To avoid unnecessary injuries during this measure, you should tie the stems and leaves together with a strap. Prick off a root ball as large as possible and dig it out. Use a digging fork to pierce the middle of the root ball. Attach another pitchfork and carefully move both garden tools apart. This will tear open the rhizome until two separate plants are created. If your spring rose is still somewhat smaller, you can divide the rhizome with a knife.
Proceed as follows after dividing the rhizome:
- Plant the sections immediately so that the roots do not dry out
- water thoroughly, so that the rootstock is soaked 10 to 15 centimeters deep
- remove damaged leaves to prevent diseases
It can take between three and four years until a plant is in full bloom for the first time. Once the plant has successfully developed fruit, you can propagate your lenten rose by seed. These offspring are often less flowering than their parent plant.
Harvest the fruits immediately after ripening. You can recognize ripe fruits by their yellow-green color. At this point they can be easily opened so that you can release the seeds from their capsules. Clean the seeds and let them dry. If you sow the seeds in autumn, they will start germinating in November.
Diseases and pests
Lenten roses are relatively insensitive to plant diseases and pests. Occasionally the black spot disease, a fungal disease, can occur. It is characterized by brown to black spots on the leaves, which grow larger over time. In the case of susceptible varieties, the old leaves should be cut off in autumn as a precaution.

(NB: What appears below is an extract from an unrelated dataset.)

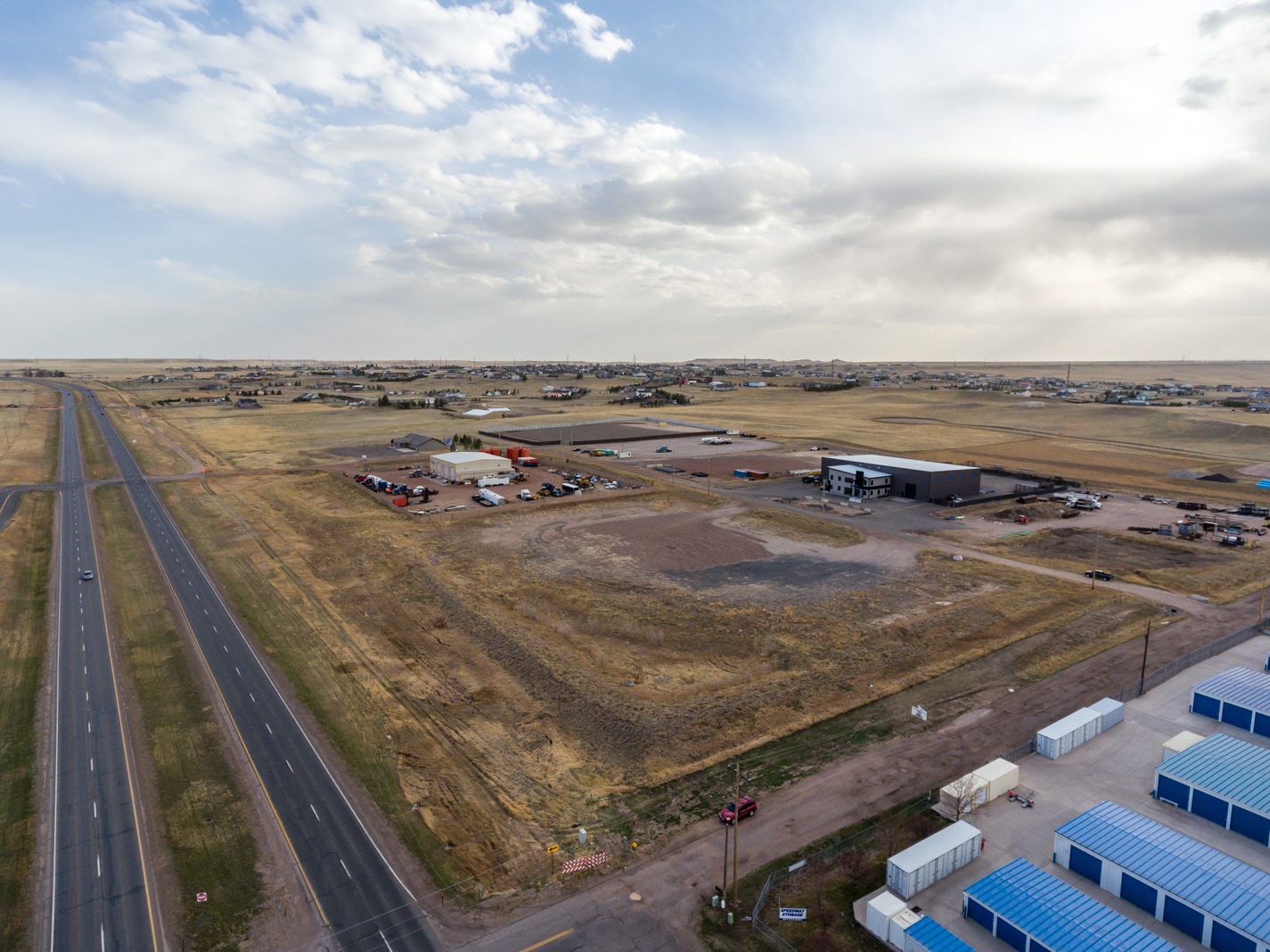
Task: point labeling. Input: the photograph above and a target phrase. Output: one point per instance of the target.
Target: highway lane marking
(540, 945)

Lenten roses are hardy down to -20 °C / -5 °F. Young specimens need winter protection. Put a layer of compost or bark mulch on the ground. Adult lenten roses are hardy. The early flowering species survive the winter without problems. In older plants, mulching serves to supply nutrients in the coming spring.
When the thermometer falls below −15,0 °C / +5 °F, the leaves die. They turn black and look unappealing. This does not cause any problems for the plant. It sprouts again shortly before flowering. On frost-free days, the plant must be watered, as the metabolism is not completely stopped even in winter.

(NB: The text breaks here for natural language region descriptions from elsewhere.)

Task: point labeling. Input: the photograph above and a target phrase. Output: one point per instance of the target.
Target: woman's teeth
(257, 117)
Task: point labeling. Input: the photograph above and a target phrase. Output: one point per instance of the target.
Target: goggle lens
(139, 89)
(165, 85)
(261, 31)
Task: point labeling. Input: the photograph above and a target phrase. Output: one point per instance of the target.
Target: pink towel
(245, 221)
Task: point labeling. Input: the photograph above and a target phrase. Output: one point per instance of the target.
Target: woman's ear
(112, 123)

This is how you protect potted plants:
- Wrap the planter in October with sackcloth, fleece or foil
- Place bucket on a polystyrene plate
- water on frost-free days
Toxicity of lenten rose
Lenten rose is considered highly poisonous in all parts of the plant. It contains the heart-active saponin helleborine and protoanemonin. The concentration of toxins is highest in the rootstock. Various symptoms of poisoning can occur after consumption. The symptoms range from nausea and dizziness to diarrhea, inflammation of the oral mucosa and cardiac arrhythmia. Consumption of large quantities leads to respiratory paralysis, which can be fatal.

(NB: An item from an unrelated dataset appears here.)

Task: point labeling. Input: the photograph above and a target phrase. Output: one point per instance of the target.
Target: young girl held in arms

Three mature seed capsules are sufficient to cause severe symptoms of poisoning. The plant sap has skin-irritating effects. You should therefore plant the plant only with caution when pets or children play in your garden.
Use in the garden
Lenten roses are best shown to advantage in the garden when varieties with different flower colors are combined. Suitable planting partners include a wide variety of bulbous flowers, early perennials such as lungwort and spring-flowering shrubs with red, blue or white flowers. Red-leaved Japanese maple (Acer palmatum) is also a beautiful planting partner, as its foliage bud harmonizes very well with the flower colors of the Lenten roses. It is also possible to cultivate the perennials in tubs on the terrace or balcony. Lenten roses also cut a fine figure in the shady rock garden.
With the cultivations of the lenten rose hardly one resembles its parents. Even among the plants created by self-sowing in the garden, one can always find nameless beauties with unique flower colors and drawings. The palette of flower colors ranges from white to yellow, pink, red, apricot, purple and almost black flowers. There are varieties with single, double or semi-double flowers and also specimens with dotted petals.